PanicStation.org
us Sexual violence & highly sensitive situations pressured to send nudes • partner wants explicit photos • coerced into intimate videos • pressured to take intimate pictures • asked for nude selfies • unwanted sexual photo request • sexual coercion in relationship • digital sexual pressure • intimate images consent boundary • partner won't take no • threatened to share photos • threatened to post videos • pressured for sexting • controlling partner demands photos • afraid of retaliation for refusing • worried they will leak images • pressure to record sex • asked to prove love with nudes • partner keeps asking for photos • sextortion by a partner

What to do if…
a partner pressures you to take intimate photos or videos you do not want to create

Short answer

Stop engaging, get to a safer pause, and reach out for confidential support (a trusted person or a hotline) before you do anything that can’t be undone.

Do not do these things

  • Do not create or send intimate photos/videos to “calm them down” or “make it stop”.
  • Do not let them take “just one” photo or video if you feel reluctant or pressured.
  • Do not give them access to your phone, passcode, or accounts—even briefly.
  • Do not delete messages if you think you may want help or to report later.
  • Do not agree to a private in-person “talk” about the images if you’re worried they’ll escalate; choose a public/supported setting, or don’t go.
  • Do not blame yourself or try to prove you’re “reasonable” to someone ignoring your boundary.

What to do now

  1. Create a safer pause.
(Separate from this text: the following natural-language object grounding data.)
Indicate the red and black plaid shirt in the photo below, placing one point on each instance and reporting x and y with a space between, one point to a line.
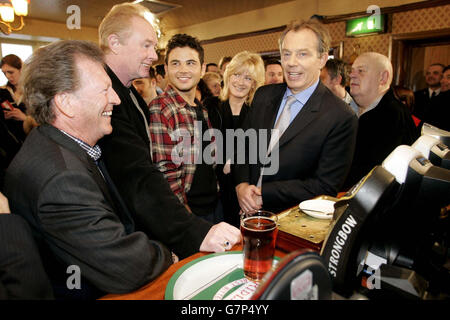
173 133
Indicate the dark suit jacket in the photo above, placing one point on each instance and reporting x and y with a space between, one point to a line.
315 151
422 104
154 207
58 189
221 117
22 275
380 131
437 112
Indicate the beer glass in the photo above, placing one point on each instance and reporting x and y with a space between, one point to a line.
259 232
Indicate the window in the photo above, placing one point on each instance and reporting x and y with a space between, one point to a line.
20 50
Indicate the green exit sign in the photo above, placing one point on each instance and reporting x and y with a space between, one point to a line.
366 25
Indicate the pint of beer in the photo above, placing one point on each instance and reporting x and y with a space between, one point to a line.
259 232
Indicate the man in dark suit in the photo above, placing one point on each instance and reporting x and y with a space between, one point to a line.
22 275
316 148
384 122
425 99
59 184
129 53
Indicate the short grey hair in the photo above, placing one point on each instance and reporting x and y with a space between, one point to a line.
51 70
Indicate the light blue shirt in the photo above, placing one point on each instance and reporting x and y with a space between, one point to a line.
302 98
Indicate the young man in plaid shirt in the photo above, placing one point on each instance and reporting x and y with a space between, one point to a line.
179 130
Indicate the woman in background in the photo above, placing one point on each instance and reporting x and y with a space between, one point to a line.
13 110
242 77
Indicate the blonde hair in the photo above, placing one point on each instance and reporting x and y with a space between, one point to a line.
118 21
212 76
255 66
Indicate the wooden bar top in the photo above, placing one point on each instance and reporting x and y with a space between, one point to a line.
155 290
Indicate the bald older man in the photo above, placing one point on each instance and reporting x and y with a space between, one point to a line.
384 123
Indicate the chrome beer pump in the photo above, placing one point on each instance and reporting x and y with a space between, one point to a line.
383 230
End the interaction and move somewhere you feel safer (another room, outside, a public place, or with someone else). If you’re in immediate danger, call 911.
  2. Use one firm boundary line, then disengage. Example: “No. Don’t ask again.” You don’t need to debate. If they continue, stop responding and focus on safety.
  3. Get confidential support from someone trained (even if you’re unsure what to call this). Contact RAINN’s National Sexual Assault Hotline (call/chat) to talk through pressure, coercion, and safety planning.
  4. Tell one trusted person what’s happening. A short message is enough: “I’m being pressured to make sexual photos/videos and I need support.” Ask them to stay on the phone with you or help you make a plan for the next few hours.
  5. If anything has been shared (or you’re being threatened with sharing), take quick protective steps.
    • Report the content/threats inside the app/platform using built-in reporting.
    • If you want, you can also tell the FTC using its reporting site (this can help track patterns and guide consumer enforcement), in addition to other steps you take.
    • If you were under 18 when an image was made, use NCMEC options: make a CyberTipline report and consider the Take It Down service.
  6. Reduce immediate digital risk (only what’s safe right now).
    • Change your phone unlock and the password to your email account first (email resets everything else).
    • Turn on two-factor authentication for email and major accounts.
    • Check for shared cloud photo albums, shared devices, or logged-in sessions you don’t recognize.
    • If making changes could put you at risk (for example, they monitor you), pause and do this with support.
  7. If you may want to report later, keep a minimal record (only if safe). Save screenshots of pressure/threats and note dates/times. Store them somewhere safer (a separate account, a trusted person, or a secure folder) only if it won’t increase risk.

What can wait

  • You do not have to decide right now whether to report to police.
  • You do not need to confront them, gather extensive evidence, or “get the perfect story”.
  • You do not need to make relationship decisions today—stabilize and get support first.
  • You do not need to solve internet takedowns alone in one sitting; focus on the next safest step.

Important reassurance

Pressure, manipulation, and threats around sexual images can make anyone freeze, comply, or second-guess themselves. That’s a normal stress response, not a failure. You’re allowed to say no, and you deserve support that prioritizes your safety and choices.

Scope note

These are first steps to reduce harm and buy time. Ongoing coercion or digital control often needs specialist support and a safety plan tailored to your situation and state laws/resources.

Important note

This is general information, not legal advice or a substitute for professional services. If you are in immediate danger, call 911. If you are under 18 or the images involve someone under 18, use specialist child-safety reporting pathways.